Location: Virus and Prion ResearchTitle: Effect of miRNA and tRNA gene expression on the homeostatic status of pigs infected with highly pathogenic PRRSV
|FLEMING, DAMARIUS - Orise Fellow|
Submitted to: Plant and Animal Genome Conference
Publication Type: Abstract Only
Publication Acceptance Date: 12/29/2017
Publication Date: 1/13/2018
Citation: Fleming, D.S., Miller, L.C. 2018. Effect of miRNA and tRNA gene expression on the homeostatic status of pigs infected with highly pathogenic PRRSV[abstract]. Plant and Animal Genome Conference. p. 453.

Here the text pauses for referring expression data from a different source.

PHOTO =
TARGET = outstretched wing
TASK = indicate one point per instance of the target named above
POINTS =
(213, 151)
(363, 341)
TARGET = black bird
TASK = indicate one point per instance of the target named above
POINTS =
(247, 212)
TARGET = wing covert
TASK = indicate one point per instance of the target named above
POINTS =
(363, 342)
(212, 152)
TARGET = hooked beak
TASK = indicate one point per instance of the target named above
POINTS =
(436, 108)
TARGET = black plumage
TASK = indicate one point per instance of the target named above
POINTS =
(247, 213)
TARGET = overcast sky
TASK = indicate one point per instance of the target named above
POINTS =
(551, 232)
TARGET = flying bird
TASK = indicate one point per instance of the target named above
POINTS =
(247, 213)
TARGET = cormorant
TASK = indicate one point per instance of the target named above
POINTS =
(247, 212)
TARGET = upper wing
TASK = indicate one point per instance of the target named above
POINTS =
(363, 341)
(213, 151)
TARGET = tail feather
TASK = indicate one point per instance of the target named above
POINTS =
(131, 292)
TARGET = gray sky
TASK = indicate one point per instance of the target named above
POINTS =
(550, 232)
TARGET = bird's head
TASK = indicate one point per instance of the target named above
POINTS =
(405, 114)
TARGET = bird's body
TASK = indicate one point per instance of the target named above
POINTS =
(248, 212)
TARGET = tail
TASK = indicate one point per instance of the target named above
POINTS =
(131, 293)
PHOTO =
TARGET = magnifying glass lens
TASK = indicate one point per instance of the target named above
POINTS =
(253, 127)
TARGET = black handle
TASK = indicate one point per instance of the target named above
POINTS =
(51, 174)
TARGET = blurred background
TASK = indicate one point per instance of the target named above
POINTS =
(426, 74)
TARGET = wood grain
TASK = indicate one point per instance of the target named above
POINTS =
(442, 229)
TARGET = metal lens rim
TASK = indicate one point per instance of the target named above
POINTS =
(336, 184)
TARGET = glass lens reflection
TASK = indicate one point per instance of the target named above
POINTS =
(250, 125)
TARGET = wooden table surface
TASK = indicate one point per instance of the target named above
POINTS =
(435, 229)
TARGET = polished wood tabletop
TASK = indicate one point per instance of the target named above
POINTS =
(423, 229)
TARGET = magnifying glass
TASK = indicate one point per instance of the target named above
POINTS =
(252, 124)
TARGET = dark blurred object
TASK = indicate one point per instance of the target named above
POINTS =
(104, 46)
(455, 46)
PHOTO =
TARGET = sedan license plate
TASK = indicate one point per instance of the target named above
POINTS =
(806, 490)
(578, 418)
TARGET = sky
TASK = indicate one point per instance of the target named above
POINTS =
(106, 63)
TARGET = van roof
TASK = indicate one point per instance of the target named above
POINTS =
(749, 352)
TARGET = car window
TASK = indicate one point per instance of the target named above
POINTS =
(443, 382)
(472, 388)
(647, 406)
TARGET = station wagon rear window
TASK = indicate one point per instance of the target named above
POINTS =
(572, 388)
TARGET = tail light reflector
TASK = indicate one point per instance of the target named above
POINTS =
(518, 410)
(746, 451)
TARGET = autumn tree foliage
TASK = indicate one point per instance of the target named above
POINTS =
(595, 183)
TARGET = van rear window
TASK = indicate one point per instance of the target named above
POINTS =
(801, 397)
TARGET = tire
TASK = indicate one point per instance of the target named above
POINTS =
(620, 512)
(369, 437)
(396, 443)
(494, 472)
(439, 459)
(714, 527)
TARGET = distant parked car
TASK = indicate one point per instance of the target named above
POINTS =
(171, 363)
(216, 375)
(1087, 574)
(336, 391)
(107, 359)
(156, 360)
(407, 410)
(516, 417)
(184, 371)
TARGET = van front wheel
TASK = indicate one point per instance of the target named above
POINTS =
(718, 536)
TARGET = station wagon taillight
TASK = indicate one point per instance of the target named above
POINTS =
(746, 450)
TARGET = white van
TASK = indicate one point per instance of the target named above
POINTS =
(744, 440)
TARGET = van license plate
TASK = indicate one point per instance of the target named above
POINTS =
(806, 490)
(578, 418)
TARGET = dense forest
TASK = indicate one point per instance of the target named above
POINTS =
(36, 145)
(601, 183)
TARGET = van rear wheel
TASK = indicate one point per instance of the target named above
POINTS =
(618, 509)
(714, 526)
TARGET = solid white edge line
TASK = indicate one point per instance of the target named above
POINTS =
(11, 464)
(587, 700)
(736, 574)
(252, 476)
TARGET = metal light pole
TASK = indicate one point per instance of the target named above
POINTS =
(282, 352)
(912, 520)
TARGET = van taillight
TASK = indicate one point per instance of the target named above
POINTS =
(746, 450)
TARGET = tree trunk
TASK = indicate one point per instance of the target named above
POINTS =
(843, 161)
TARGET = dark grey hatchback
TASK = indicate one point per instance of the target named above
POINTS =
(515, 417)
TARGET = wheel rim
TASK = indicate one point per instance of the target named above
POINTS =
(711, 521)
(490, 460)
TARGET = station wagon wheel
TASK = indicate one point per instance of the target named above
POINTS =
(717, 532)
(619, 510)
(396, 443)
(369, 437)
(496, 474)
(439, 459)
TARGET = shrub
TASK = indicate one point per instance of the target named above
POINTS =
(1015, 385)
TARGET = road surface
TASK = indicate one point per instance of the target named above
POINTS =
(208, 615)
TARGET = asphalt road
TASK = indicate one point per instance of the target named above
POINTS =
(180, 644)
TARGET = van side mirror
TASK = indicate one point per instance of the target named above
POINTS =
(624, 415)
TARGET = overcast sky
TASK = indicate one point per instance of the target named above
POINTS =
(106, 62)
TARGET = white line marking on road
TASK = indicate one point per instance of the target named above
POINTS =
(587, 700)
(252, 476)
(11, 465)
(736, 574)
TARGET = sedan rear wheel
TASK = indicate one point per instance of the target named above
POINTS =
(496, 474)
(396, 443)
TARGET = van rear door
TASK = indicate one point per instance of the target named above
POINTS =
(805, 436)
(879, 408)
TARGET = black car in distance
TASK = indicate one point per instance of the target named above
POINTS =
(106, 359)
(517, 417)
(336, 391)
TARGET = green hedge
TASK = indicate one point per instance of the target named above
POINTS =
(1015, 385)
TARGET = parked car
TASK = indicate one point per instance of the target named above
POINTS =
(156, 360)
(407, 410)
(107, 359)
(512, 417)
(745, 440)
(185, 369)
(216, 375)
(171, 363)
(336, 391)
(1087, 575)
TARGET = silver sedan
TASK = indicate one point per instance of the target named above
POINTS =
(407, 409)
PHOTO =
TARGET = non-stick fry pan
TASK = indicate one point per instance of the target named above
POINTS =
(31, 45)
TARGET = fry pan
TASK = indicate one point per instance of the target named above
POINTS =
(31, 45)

Technical Abstract: It has been established that reduced susceptibility to porcine reproductive and respiratory syndrome virus (PRRSV) has a genomic component. This component, however, is a multi-faceted composition of coding and non-coding genetic elements that function as regulators of immune function. Our study focuses on the small non-coding (sncRNA) side of this response in pigs because of emergence of various sncRNAs shown to play important roles in the human viral immunity. Among these sncRNAs are the microRNA (miRNA) and transfer RNA (tRNA) molecules. Our study looks at changes in expression of these sncRNAs to produce information on how gene function in the pig can become dysregulated and subsequently respond to the virus. The objective of the study is to identify differences in miRNA and tRNA gene expression between healthy and highly pathogenic PRRSV challenged pigs. The study was conducted using total RNA extracted from pig whole blood taken from a total of 24 pigs split into either control (sham inoculation) or infected pigs at 1, 3, and 8 days post infection. Sequencing of the samples produced 100bp single end libraries for transcriptomic analysis of sncRNA gene expression. The results indicated statistically significant changes in sncRNA expression were dependent on time and treatment, in which, miRNA expression was variable while tRNA expression declined steadily post-infection. The results of this study highlights changes in sncRNA expression that have the potential to unlock new targets for understanding the effect of PRRSV on pig homeostasis.